Fethiye’nin ilçelerinden biri Kayaköy. Eskiden içinde yaşayan mutlu insanları olsa da uzun yıllar önce terkedilmiş. Terkedilme sebebi aslında çok üzücü. Burası günümüzde bir sit alanı, korumaya alınmış ama hiçbir düzenleme bakım da yapılmamış. Devlet sadece köy girişine bir kulübe koymuş ve kişi başı ücret almaya başlamış. Görevliye verdiğimiz bu giriş ücretiyle buraya nasıl katkı yapıldığını sorduğumuzdaysa şimdiye kadar herhangi bir şey yapılmadı cevabıyla hayal kırıklığına ilk girişi yapıyoruz.
Kayaköy’ün geçmişi beş bin yıla kadar uzanıyor. Evlerde rum mimarisi göze çarpıyor. Büyük bir yamaca dizilmiş taş binaların her birinde kendi ekmek fırını ve sarnıcı var. Evler birbiriyle dip dibe ama hiçbiri diğerinin manzarasını engellemiyor. Hepsi güneşi görecek şekilde dizilmiş. Yüzleri güneşe bakan ay çiçekleri gibi. Kapladığı alan azımsanmayacak kadar büyük. Yaklaşık 3500 ev, okul, şapel, hastene, 2 tane de kilisesi var. İlgimi çeken; kiliselerin hiçbirinin çatısına bir şey olmamış. Sapasağlam duruyor.
Kayaköy ‘ün Hikayesi Nedir?
Kayaköy bir mübadele eseri. Kurtuluş savaşından hemen sonra Yunan ve Türk hükümetleri aralarında anlaşma yapmış. Batı Trakya’da bulunan Türkleri buraya, burada yaşayan Rumları ise Batı Trakya’ya yerleştirilmiş. Burada yaşayan rumlar geçimlerini zanaatla ve bağcılıkla sağlarken türkler tarımla uğraşıyorlarmış. Yerleştirilmeden sonra türkler böyle engebeli bir arazide tarım yapamamış. Zaten yerlerinden yurtlarından olan halk bu duruma bir yıl katlandıktan sonra evlerini terkedip daha düzlük arazilere Manisa ve civarlarına yerleşmiş. Rumlar ve Türkler tarafından terkedilen köy zamanla fiziksel şartlara dayanamayıp yıkık dökük bir hal almış. Bu yüzden çoğu kimse buraya hayalet köy diyor.

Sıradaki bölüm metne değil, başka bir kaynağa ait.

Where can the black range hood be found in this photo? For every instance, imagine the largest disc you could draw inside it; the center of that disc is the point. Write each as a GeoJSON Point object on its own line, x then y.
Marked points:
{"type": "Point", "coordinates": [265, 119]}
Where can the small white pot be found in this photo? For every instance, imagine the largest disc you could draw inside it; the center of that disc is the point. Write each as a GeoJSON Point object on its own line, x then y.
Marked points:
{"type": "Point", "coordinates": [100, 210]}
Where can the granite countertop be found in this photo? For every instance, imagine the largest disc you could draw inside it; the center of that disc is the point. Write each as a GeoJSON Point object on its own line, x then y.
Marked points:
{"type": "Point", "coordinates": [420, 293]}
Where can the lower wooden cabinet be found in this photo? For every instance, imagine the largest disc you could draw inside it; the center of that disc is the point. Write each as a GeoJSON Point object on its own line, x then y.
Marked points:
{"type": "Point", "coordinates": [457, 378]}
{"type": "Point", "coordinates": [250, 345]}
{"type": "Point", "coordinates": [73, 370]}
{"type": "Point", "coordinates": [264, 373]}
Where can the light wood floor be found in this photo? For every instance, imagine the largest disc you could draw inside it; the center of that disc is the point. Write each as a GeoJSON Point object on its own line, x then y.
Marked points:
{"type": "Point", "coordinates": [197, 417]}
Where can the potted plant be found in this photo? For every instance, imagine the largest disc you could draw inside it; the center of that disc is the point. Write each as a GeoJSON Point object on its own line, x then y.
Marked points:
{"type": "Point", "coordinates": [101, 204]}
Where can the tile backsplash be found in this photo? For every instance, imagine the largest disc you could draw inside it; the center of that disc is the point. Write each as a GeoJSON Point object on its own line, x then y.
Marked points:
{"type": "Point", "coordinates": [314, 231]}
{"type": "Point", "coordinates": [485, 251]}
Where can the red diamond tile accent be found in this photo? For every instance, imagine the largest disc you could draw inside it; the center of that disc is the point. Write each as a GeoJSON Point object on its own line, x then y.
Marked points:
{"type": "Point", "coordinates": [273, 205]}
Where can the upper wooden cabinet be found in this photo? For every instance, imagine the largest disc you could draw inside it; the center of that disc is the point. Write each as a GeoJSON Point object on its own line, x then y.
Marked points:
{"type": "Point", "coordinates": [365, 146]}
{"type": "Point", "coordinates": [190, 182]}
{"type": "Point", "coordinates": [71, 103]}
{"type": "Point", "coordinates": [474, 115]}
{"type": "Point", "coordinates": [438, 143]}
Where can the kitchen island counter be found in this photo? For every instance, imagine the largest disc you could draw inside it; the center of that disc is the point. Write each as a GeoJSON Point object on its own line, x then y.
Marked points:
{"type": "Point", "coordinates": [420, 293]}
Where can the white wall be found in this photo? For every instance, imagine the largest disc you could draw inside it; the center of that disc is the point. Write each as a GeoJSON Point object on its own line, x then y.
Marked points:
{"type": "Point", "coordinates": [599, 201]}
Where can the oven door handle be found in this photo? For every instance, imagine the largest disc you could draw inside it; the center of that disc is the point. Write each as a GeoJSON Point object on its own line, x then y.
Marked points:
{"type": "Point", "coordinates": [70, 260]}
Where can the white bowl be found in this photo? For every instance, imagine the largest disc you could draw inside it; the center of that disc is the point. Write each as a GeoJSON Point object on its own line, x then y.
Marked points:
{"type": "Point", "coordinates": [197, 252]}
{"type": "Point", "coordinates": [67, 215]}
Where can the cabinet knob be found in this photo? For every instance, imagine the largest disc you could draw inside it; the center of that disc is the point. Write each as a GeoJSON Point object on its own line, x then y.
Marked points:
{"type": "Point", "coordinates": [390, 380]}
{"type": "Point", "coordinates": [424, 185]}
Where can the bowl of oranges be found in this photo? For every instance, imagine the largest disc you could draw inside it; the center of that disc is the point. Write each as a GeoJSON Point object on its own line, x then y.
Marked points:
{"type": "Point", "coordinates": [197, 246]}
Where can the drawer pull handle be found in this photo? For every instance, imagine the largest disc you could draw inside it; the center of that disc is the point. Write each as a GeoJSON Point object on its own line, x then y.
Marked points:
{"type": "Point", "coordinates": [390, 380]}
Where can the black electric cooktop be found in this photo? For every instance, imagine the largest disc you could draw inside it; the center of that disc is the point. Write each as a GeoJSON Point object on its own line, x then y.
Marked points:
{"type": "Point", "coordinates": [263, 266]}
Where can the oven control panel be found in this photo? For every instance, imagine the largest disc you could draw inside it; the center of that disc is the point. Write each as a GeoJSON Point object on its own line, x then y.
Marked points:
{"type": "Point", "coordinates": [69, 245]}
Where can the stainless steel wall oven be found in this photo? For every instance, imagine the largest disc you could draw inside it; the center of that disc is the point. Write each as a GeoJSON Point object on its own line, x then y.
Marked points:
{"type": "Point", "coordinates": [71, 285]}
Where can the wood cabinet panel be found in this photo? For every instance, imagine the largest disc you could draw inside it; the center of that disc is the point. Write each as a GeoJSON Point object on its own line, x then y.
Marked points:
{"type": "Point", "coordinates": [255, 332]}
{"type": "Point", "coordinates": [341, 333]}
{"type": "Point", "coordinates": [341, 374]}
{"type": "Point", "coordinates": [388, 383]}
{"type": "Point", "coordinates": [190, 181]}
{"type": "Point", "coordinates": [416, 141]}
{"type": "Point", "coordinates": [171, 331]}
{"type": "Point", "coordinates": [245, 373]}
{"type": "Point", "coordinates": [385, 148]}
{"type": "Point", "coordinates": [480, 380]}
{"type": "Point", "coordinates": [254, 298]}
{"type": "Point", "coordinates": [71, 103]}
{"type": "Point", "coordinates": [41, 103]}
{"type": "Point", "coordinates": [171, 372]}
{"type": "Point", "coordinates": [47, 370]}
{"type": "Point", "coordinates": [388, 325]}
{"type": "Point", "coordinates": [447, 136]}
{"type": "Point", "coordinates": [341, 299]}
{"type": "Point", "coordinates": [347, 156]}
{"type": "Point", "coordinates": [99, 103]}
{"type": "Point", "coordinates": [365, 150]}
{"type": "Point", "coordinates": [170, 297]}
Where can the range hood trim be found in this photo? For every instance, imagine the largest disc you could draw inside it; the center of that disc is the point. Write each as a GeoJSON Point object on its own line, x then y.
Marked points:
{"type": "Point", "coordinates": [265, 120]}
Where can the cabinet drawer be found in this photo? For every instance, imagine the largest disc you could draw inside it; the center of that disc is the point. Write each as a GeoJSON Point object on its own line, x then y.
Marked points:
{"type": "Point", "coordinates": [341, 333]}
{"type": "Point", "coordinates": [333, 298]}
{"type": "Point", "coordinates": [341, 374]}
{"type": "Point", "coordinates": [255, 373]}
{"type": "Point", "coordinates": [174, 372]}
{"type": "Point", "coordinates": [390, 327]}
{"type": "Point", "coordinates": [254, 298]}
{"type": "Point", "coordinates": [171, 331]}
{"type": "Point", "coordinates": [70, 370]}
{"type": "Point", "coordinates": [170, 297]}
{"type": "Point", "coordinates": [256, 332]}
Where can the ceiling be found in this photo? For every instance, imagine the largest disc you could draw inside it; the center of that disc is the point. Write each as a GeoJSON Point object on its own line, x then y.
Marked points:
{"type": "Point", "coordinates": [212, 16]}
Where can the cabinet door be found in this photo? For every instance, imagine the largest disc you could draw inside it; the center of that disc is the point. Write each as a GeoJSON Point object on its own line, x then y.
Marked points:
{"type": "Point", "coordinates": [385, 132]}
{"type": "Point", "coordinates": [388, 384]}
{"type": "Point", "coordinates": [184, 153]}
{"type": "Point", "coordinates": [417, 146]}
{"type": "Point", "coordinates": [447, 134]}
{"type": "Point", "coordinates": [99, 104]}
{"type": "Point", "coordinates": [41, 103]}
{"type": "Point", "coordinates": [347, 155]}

Öyle sessiz ki içinde gezerken kendi sesinizden utanıyorsunuz. Pencere ve kapısıyla görebileceğiniz sağlamlıkta tek bir ev kalmış, kilisenin yanında. İçinde yaşayanların iki fotoğrafı da var. Pencereler ve kapıların açılıp kapanma sistemi oldukça ilkel. Ama yaptıkları ahşap yük dolapları çok zarif ve güzel. Ziyaterçisi halen çok az. Böylesi özel bir yerin daha iyi tanıtılması ve düzenlenmesi gerekli. Hatta bana kalsa, belli koşullarla restorasyon çalışmaları yapıp, bölge halkına verilerek yaşanacak bir köye bile dönüştürülebilir. Yaşayan ve hatıraları çok olan, güne bakan evler artık hayalet olmaktan arınır.
Kayaköy, Göcek ve Ula’yı içine alan gezinin videosu youtube sayfasında var. Türk-Yunan Dostluk Derneğinin, ”Barış ve Dostluk Köyü” olarak ilan ettiği yer Türkiye’de mutlaka görülmesi gerekenler listesinde.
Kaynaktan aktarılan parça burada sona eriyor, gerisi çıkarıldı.